■第7回■■大使館のお仕事■



(幻冬舎文庫)



(徳間文庫)
 昨年12月の新聞に発表された来年度国家予算は、約82兆円。そのうち、税収でカバーできる金額が半分の41兆円、残る半分は国債などの、いわゆる借金会計という。借金はあってもいい。私も借金がある。借金があるから頑張ろうと思うのだから。うん。だけど問題はその割合だ。50%! 他国との比較をすれば、英国では予算の99.8%が税収でまかなわれているそうだ。英国病なんて遠い昔話。すごく健全なんだと改めて認識した。米国が91%、イタリア86%と続く。

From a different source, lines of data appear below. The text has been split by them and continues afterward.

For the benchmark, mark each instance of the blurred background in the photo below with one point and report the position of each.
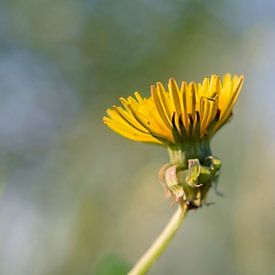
(75, 198)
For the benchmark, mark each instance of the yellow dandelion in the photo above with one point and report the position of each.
(176, 115)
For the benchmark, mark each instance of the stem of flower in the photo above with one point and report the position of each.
(152, 254)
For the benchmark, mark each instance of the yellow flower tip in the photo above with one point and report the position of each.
(175, 116)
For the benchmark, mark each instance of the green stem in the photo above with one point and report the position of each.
(152, 254)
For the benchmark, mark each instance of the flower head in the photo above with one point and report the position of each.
(171, 116)
(183, 118)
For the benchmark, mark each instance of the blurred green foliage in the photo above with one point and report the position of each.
(74, 191)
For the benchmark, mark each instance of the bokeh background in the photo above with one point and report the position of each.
(75, 198)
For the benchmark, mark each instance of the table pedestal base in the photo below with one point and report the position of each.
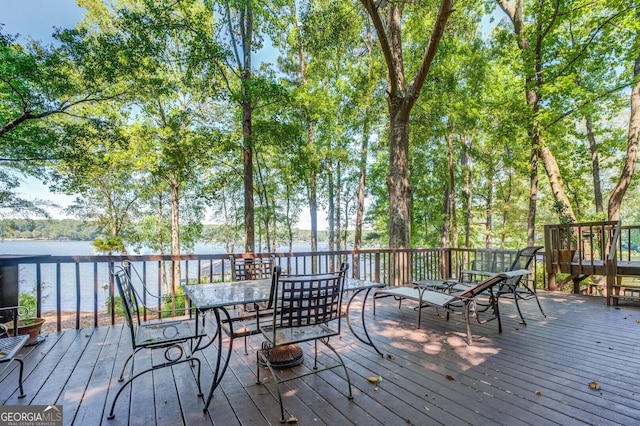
(284, 356)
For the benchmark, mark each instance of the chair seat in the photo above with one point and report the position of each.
(10, 346)
(165, 332)
(289, 335)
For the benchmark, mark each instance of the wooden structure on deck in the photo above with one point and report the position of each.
(604, 250)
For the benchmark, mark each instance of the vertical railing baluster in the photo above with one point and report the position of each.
(78, 296)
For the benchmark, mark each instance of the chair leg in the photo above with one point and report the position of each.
(515, 297)
(467, 317)
(262, 355)
(344, 366)
(157, 367)
(124, 367)
(21, 368)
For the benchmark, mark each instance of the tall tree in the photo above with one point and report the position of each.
(388, 19)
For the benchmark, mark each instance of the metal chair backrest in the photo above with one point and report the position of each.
(251, 269)
(307, 300)
(522, 261)
(129, 299)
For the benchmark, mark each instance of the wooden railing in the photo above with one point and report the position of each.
(81, 287)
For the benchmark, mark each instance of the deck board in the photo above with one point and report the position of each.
(536, 374)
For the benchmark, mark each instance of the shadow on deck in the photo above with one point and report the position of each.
(537, 374)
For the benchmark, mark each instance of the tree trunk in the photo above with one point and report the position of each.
(453, 235)
(247, 131)
(313, 185)
(555, 180)
(362, 179)
(175, 235)
(399, 191)
(401, 97)
(615, 200)
(488, 225)
(247, 157)
(595, 165)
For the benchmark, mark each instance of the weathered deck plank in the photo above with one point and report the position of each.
(537, 374)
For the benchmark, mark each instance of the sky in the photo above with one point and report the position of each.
(37, 19)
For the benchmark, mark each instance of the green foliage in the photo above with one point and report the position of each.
(29, 301)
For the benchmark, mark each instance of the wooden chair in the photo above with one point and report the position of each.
(176, 338)
(306, 308)
(467, 299)
(11, 345)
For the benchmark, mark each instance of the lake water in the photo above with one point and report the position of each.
(69, 292)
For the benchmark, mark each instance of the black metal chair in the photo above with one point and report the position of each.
(11, 345)
(245, 319)
(306, 308)
(177, 338)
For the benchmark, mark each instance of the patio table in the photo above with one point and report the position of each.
(217, 297)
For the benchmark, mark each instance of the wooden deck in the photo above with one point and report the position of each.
(537, 374)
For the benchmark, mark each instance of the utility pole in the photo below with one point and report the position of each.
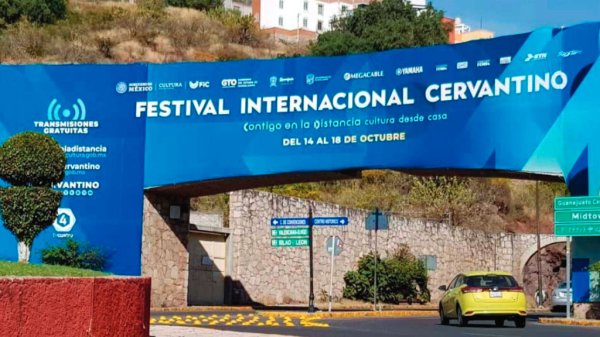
(377, 214)
(540, 296)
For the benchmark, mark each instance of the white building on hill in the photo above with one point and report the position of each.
(298, 20)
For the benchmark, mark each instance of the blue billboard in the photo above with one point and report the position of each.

 カネを使ってこそ景気浮揚があるという、ケインジアンからすれば、支出は減らせないということなのだろうが、それにしても一般人の感覚からすればこれは禁治産者ですね。収入の倍近くの支出を続けるニッポン。家族の中にそんな人間がひとりでもいたら、あっという間に一家破産ですわね。たしかに国家レベルの話になれば事情が違ってくるのでしょう。投資も必要でしょう。それはわかる。しかし胸が悪くなるほどの無駄もいっぱいいっぱいあるぞ。と、行革担当大臣のような言を弄するのは、久家義之著『大使館なんかいらない』『呆然!ニッポン大使館-外務省医務官の泣き笑い駐在記』の2冊を立て続けに読んだからだ。ああ、思い出すだけでも気分が悪くなる。借金漬けの国家予算に寄生して、湯水のごとく自分たちの飲み食いに使いまくり、私腹を肥やすことにのみ奔走する外務官僚の面々がいっぱいいっぱい登場する。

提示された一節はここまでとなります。